The financial legislation is named after Senate Banking Chairman Christopher Dodd (right) and House Financial Services Chairman Barney Frank, seen outside the White House on May 21.
The financial legislation is named after Senate Banking Chairman Christopher Dodd (right) and House Financial Services Chairman Barney Frank, seen outside the White House on May 21. Susan Walsh/AP
Lawmakers on Capitol Hill have passed sweeping financial industry regulations, 60 to 39, handing another legislative victory to President Barack Obama, NPR's Audie Cornish reports.
It is the biggest rewrite of the financial regulatory system since the Great Depression. It is also, well, big. It is 2,300 pages.
According to Senate Majority Leader Harry Reid, the legislation is aimed at preventing taxpayer-funded rescue of the financial industry in the future.
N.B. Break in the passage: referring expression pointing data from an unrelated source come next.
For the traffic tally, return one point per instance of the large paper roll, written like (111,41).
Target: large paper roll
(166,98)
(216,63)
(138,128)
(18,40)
"First, we're saying to those who gamed the system, the game is over," he said. "We're cracking down on those who gamble away what so many have worked so hard to put away."
Under the provisions, regulators would form a council with the power to impose extra restrictions on giant financial firms as well as banks. It could also direct the FDIC to dissolve a financial company threatening the entire system with its failure. Lastly, it seeks to add an all-new regulator, housed under the Federal Reserve, focused on consumer loans — from creidit cards to mortgages.
According to Senate Minority Leader Mitch McConnell, Republicans fundamentally disagree with the approach:
"It creates a vast new and unaccountable bureaucracy that, if past experience is any guide, will lead to countless burdensome, unintended consequences for individuals and small businesses," he said.